Octavio Paz

Coda - Analysis

Love as apprenticeship, not possession

The poem’s central claim is modest and radical at once: to love is not mainly to feel, but to learn. It opens with a tentative definition—Perhaps to love is to learn—as if the speaker distrusts grand declarations and prefers something lived-in: love as practice. What follows is a sequence of lessons that sound less like romance and more like a way of moving through reality: to walk through this world, to be silent, to see. The beloved isn’t framed as an object to be won, but as the occasion for a new kind of attention.

Silence that has weight: oak and linden

The poem’s first lesson, To learn to be silent, doesn’t mean becoming empty or passive. Silence is compared to the oak and the linden of the fable—trees associated with endurance, rootedness, and a patience older than human speech. By choosing trees rather than, say, stones or shadows, the poem makes silence feel alive: a quiet that still grows, holds weather, shelters. The phrase of the fable also nudges the silence toward wisdom—something traditional, almost moral, as if love requires entering an older story where restraint matters.

The turn: from being silent to seeing

A clear hinge happens at To learn to see. The poem moves from general, almost proverbial instruction into a specific relational scene: Your glance scattered seeds. Suddenly love is not only an inward discipline (walking, keeping quiet) but an exchange of forces. Seeing becomes creative. A glance—brief, even accidental—can be generative, and the world responds.

From glance to tree: how attention becomes a living thing

The image chain after the turn is tightly causal: seeds are scattered, they planted a tree, and then that tree becomes the medium between the two people. The beloved’s look is not mere perception; it is a kind of sowing. And the result is not a flower or a spark but a tree—again, something that takes time, accumulates seasons, and becomes larger than the moment that began it. The poem implies that love grows out of small acts of attention whose consequences we cannot fully predict.

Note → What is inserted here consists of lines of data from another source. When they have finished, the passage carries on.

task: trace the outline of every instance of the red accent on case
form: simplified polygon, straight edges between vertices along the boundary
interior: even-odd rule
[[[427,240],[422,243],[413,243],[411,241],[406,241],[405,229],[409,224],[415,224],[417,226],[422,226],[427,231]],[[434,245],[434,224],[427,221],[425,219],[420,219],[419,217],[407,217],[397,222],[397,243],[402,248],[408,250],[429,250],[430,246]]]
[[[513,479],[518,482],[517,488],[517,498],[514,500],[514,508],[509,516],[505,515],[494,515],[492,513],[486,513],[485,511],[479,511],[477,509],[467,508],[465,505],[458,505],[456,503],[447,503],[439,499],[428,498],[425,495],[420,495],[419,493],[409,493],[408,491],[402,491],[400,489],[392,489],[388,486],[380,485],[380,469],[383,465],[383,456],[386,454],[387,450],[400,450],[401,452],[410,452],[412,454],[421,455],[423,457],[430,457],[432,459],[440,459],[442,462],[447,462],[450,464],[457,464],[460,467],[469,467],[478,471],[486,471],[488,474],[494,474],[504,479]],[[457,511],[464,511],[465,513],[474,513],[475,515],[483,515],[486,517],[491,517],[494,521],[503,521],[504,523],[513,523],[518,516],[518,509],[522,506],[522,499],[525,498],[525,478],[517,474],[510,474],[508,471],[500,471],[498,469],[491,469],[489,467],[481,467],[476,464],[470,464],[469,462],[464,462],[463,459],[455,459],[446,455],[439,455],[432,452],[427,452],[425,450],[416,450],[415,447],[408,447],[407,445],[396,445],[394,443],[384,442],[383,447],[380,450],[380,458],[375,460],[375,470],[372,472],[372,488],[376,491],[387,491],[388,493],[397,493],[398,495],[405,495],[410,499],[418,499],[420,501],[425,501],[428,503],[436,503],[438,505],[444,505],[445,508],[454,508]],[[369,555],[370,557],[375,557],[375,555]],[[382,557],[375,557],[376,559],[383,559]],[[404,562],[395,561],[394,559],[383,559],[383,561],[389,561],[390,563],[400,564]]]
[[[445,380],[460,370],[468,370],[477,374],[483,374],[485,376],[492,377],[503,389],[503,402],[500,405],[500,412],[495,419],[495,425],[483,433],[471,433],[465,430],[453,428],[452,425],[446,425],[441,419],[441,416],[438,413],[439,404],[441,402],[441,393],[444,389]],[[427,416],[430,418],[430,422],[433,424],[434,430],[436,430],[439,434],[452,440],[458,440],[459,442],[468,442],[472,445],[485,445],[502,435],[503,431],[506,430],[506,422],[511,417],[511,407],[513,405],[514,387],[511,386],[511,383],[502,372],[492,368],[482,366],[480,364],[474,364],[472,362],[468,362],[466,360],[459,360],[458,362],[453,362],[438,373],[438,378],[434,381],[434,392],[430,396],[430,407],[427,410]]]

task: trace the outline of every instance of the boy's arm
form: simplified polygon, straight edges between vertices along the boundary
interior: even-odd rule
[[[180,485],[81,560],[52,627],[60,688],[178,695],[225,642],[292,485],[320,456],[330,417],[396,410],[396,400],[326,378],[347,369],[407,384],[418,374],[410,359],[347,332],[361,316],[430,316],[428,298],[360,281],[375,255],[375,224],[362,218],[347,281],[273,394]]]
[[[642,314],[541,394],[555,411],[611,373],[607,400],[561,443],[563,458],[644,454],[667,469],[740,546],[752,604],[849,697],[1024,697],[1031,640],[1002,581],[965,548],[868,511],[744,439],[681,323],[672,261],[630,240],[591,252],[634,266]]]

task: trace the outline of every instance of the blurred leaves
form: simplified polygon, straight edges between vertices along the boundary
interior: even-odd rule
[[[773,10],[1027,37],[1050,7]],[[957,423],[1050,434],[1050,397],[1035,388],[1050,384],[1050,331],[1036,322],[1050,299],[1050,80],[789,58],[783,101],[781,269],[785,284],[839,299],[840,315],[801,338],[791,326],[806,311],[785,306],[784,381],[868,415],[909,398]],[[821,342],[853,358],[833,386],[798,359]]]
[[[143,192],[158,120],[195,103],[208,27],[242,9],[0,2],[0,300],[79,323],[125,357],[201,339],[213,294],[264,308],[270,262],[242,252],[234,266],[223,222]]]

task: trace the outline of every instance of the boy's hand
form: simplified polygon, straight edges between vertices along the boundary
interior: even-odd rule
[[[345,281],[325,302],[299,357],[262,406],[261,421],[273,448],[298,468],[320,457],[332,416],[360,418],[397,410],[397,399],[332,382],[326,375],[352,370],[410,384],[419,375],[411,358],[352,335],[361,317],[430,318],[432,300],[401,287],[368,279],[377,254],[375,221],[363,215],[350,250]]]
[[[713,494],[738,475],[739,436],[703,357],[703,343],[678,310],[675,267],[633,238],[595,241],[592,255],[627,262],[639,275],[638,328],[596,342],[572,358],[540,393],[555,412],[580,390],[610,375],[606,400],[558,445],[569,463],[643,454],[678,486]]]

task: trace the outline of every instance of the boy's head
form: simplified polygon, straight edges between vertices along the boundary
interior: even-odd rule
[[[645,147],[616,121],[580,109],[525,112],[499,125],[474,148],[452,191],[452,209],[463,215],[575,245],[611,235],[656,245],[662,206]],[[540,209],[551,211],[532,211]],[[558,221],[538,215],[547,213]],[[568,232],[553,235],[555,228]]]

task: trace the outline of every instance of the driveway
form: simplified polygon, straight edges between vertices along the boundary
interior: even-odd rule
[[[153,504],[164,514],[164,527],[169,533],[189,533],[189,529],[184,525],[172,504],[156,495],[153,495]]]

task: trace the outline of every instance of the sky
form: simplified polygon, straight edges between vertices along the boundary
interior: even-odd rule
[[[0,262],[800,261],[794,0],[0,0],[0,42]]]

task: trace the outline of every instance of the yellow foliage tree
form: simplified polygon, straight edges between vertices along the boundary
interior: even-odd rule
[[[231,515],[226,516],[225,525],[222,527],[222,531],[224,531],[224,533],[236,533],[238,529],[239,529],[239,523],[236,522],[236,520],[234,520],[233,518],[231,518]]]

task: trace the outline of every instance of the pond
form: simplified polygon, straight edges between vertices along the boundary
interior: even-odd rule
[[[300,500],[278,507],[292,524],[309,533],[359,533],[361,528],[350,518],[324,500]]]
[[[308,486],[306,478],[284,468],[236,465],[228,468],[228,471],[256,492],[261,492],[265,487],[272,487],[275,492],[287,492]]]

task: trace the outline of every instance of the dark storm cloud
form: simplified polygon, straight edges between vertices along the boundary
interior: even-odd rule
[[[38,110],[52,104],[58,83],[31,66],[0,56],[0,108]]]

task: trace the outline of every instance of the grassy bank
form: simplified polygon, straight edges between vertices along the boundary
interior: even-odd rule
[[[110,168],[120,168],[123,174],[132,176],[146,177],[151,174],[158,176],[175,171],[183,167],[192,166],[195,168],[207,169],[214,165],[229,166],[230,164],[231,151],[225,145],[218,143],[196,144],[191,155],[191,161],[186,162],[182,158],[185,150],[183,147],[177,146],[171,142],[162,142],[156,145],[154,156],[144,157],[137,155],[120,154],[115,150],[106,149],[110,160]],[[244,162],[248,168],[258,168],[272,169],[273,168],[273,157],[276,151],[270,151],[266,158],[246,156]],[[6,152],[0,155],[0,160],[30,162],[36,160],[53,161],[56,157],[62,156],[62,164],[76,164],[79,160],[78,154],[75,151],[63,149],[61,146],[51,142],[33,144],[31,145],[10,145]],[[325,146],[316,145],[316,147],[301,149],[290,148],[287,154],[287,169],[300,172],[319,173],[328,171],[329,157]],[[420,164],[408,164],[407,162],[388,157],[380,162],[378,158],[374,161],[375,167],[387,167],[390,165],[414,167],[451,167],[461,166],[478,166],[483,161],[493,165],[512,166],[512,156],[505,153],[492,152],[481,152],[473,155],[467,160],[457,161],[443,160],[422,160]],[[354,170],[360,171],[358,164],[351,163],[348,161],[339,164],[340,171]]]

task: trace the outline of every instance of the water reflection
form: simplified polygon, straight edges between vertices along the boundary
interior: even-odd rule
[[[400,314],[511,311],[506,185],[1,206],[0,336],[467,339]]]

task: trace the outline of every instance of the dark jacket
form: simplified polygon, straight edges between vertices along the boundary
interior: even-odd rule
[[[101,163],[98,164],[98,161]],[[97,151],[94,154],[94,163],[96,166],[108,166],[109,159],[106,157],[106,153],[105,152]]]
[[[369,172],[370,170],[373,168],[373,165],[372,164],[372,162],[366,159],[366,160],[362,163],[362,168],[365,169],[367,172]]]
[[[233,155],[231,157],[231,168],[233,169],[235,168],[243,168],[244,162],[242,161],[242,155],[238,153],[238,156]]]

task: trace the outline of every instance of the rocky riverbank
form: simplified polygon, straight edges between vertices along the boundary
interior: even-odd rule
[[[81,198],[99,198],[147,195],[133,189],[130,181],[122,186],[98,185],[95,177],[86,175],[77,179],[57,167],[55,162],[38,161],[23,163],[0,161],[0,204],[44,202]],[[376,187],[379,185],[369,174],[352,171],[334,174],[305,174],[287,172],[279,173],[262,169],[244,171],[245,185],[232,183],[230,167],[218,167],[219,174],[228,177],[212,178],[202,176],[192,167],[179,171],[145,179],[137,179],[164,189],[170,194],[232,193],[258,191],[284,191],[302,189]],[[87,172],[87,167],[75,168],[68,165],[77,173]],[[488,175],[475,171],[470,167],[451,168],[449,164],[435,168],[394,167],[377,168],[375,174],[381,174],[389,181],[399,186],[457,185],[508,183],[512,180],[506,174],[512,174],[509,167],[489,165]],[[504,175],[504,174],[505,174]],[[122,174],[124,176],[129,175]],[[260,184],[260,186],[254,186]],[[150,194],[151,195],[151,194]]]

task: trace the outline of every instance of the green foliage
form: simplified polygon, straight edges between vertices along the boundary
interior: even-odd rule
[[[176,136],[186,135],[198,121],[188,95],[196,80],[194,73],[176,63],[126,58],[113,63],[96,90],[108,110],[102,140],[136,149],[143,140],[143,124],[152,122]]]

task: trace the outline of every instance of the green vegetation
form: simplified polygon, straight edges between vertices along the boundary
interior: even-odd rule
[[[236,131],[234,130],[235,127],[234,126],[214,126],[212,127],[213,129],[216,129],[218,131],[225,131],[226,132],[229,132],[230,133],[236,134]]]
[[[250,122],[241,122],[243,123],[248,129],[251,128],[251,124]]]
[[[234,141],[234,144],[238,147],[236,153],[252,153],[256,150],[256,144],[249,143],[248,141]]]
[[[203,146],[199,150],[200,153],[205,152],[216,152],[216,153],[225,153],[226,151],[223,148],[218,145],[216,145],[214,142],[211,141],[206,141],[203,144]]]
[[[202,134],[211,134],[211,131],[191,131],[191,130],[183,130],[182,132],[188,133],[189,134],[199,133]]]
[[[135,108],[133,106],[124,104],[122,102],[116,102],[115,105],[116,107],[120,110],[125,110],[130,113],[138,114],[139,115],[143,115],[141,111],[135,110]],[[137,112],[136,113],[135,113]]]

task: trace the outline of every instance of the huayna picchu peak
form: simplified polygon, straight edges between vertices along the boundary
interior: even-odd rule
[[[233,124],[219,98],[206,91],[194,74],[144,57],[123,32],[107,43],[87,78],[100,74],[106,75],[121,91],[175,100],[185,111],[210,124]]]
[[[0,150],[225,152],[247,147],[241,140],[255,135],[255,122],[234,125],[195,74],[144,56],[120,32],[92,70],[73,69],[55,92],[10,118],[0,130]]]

The contradiction that powers the ending: speech born from silence

The final line holds the poem’s essential tension: I talk because you shake its leaves. After insisting on learning silence, the speaker ends by admitting speech. But the talking is not self-generated; it is response. The beloved moves what the glance created, and the speaker’s voice is like the sound that follows wind in branches. There’s a subtle shift in agency here: Your glance initiates the tree, you shake it into motion, and the speaker’s talking becomes an effect rather than a claim of control. Love, in this logic, is not mastery of language; it is being stirred into language by something living between two people.

What kind of dependence is this?

If the speaker talks only when the beloved shakes the leaves, is that devotion or vulnerability—or both? The poem makes the dependence feel tender, even rightful, because it is rooted in something the beloved planted. Yet it also suggests a risk: the speaker’s voice is tied to the beloved’s motion. Love teaches silence and sight, but it also exposes how much of what we say is answered into us by another person’s presence.